A post shared by Caitlin H. (@mylovesubliminal) on

(i do love me some spicy sausage, though, but someone really ought to have warned me that the hot mustard is no joke) the hot potato salad had a bit too many fennel seeds, but i will always scarf down so much german beige food. and i definitely got a laugenbretzel on the way out, although again, foiled by the incredibly hot mustard. 10/10 would still eat again.

i also had to take a photo of this backdrop for selfies, and man oh man did i cackle loudly:



rammstein has a song called "küss mich" and it's...sort of about kissing...but like...not where you'd think? uh, anyway.

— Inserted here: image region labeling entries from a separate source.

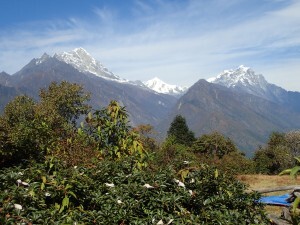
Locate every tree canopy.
[168,115,196,146]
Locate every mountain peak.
[207,65,268,89]
[35,53,51,65]
[54,47,120,80]
[143,77,187,95]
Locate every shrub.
[0,158,267,224]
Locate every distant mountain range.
[0,48,176,126]
[0,48,300,155]
[143,77,188,96]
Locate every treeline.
[0,82,290,225]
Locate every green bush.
[0,158,267,224]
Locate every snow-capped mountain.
[143,77,187,95]
[207,65,287,102]
[207,65,268,90]
[54,48,121,81]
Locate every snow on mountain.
[207,65,268,90]
[207,65,287,103]
[143,77,187,95]
[35,53,51,65]
[54,48,120,82]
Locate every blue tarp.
[259,194,291,206]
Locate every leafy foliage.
[253,132,293,174]
[78,101,145,165]
[192,132,237,158]
[0,82,89,167]
[0,82,267,225]
[0,159,267,224]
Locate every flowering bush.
[0,159,267,224]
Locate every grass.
[237,174,300,216]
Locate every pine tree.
[168,115,196,146]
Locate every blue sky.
[0,0,300,91]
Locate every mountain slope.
[207,65,300,112]
[3,49,176,125]
[160,80,300,156]
[54,48,121,80]
[143,77,187,96]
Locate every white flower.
[14,204,23,210]
[143,184,154,189]
[156,220,164,225]
[105,183,115,187]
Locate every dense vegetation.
[0,82,298,225]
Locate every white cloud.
[0,0,300,90]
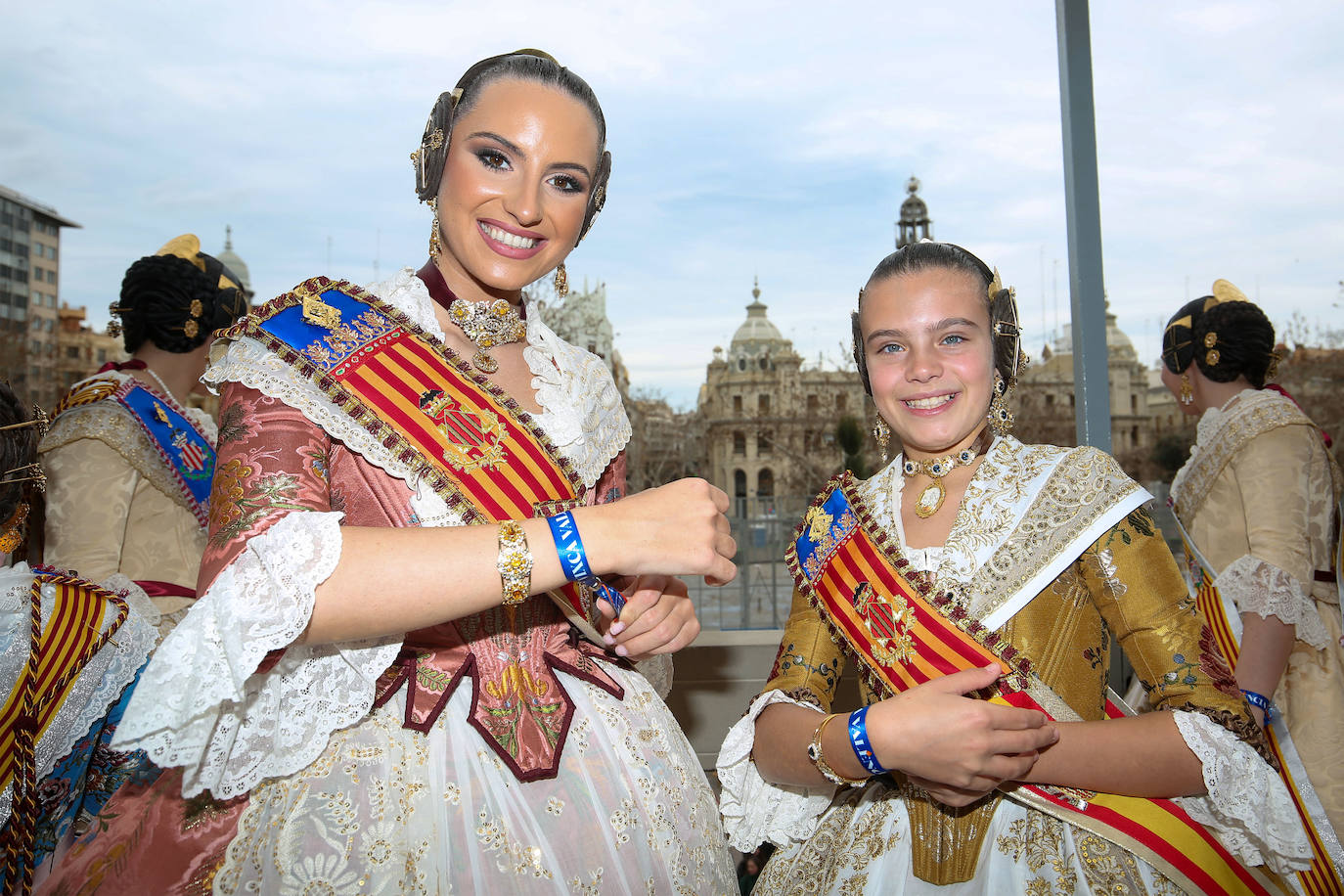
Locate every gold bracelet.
[495,519,532,607]
[808,712,869,787]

so oktoberfest in toronto was a joy - you'd be surprised at how willing you are to dance at the front of the stage after three beers - and i lost track of how many times i gushed, "oh my god, this is adorable." i mean, i don't think i'd ever be taking the trip to munich for the real thing - munich's expensive, and oktoberfest there is overrun with tourists - but i would clearly go back to berlin for lichterfeste in october. it seems like a given that r+ is going out on tour next year, but on the off-chance that they don't, i'm definitely planning on making that trip. berlin in october, please yes.

prince's gate even reminds me of brandenburger tor, ugh my heart:



tangentially related: i'm currently obsessed with good german chocolate ritter sport. even more so if i can find one in its original german packaging.

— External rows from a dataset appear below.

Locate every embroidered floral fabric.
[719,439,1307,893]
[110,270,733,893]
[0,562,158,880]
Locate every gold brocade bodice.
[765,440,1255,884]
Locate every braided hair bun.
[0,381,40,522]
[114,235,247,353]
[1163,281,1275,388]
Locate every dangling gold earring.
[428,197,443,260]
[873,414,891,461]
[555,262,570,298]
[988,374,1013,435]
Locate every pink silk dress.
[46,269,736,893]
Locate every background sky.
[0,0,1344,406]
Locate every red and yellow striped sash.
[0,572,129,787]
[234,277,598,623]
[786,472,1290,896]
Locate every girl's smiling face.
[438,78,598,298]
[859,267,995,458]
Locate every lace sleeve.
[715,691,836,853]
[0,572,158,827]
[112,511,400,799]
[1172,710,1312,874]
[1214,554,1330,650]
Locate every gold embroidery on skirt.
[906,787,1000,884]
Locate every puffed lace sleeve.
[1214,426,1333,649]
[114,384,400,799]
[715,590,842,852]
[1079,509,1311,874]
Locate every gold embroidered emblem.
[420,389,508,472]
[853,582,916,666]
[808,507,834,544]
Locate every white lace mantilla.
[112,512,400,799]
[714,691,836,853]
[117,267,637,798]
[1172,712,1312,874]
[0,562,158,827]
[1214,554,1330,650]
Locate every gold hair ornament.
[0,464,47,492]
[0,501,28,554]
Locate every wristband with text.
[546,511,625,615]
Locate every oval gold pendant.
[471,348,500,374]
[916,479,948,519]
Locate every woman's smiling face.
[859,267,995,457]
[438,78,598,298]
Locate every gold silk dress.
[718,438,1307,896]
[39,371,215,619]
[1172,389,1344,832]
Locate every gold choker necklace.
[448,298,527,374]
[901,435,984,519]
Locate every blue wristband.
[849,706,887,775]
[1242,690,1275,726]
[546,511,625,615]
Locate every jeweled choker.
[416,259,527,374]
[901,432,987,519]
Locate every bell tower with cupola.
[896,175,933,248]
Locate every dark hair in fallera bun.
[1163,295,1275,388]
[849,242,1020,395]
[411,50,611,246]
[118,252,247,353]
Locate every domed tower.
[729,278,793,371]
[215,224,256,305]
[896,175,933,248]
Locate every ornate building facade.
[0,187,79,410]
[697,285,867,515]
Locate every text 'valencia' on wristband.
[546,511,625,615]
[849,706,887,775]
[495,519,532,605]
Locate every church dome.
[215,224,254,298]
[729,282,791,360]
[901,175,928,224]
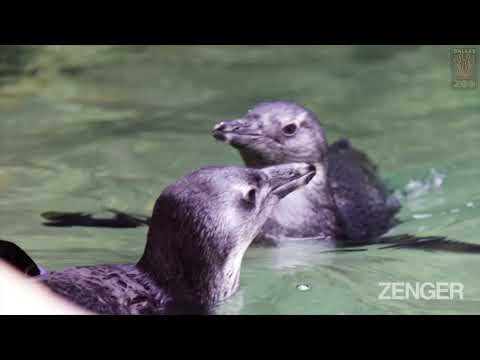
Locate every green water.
[0,46,480,314]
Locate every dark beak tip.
[212,130,226,141]
[306,172,315,184]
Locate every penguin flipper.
[0,240,41,277]
[41,209,150,228]
[327,139,401,241]
[338,234,480,254]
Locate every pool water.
[0,45,480,314]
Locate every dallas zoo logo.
[451,48,477,89]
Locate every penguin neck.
[138,231,246,309]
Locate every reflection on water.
[0,46,480,314]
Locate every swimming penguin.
[2,163,316,314]
[213,101,400,242]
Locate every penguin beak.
[263,163,317,199]
[212,118,262,145]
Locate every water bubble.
[297,284,311,292]
[412,214,433,220]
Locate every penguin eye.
[282,124,297,136]
[245,189,257,205]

but here and now, though, most people are focusing on the fact that it's a long weekend coming up; it's canadian thanksgiving this sunday, so everyone's getting time off and travel plans in place and so on. but me - and i think i mentioned this before, but whatever - i'm staying here in toronto, for what i'm pretty sure is my first-ever thanksgiving long weekend not spent in kingston. i'm serious - i thought on it, and i can't recall a single thanksgiving that i didn't go home for. thanksgiving's always been a part of it, but it's been more so because both my birthday (the 9th) and my father's birthday (the 11th) are around the holiday, so it's a "three birds with one stone" scenario.

this year, though, i dunno. i just don't really feel it. it's a lot of maneuvering and coordination to get me to and from the island where my mom and stepdad live, and i wouldn't even be there for very long, and it's too much money for me right now. also, my dad and stepmom are only just getting back from croatia & austria on the 6th, and they already told me that they're not planning on doing anything for thanksgiving sunday. so now hopefully i don't feel too bummed out to miss the family thanksgiving, and likewise my birthday, because left to my own devices i can't see myself actually doing anything on my birthday.

ooof, does that sound depressing? i hope it doesn't sound that depressing. i'm just one of those people who's never made that big of a deal of my own birthday, mostly because, as i noted above, i've always been home with my family on the actual day. and honestly, as you get older, it's not even that big a deal, you know? it's really what you make of it. if you want to declare a "birthday week" or whatever, fine, sure - then it's a deal. but if you're not that motivated to make it into a big goddamn day for yourself, then that's how it is. (i'm probably too jaded and burned from my youth and the majority of my friends flaking out from my birthday parties, come to think of it.)

so in reality, i'm likely going to spend my birthday doing very little, unless i decide to hit up the movies or grab a nice (yet cheap) lunch somewhere. i'm easy to please, and i like my own company. (also, straight up, i am poor, my guys. i don't have the cash to splash out on a day of good times for myself. at least i don't have - and have never had - expensive wants or needs.) but i can unequivocally say that a year ago, i didn't expect to be back here, sitting around my apartment in my pjs all day and searching for jobs to apply for. that's the thing about life, though - you gotta be ready to roll with the punches, whatever happens. dust yourself off and get back to it.

and with that, i'm continuing to get back to it. enjoy the first week of the best month!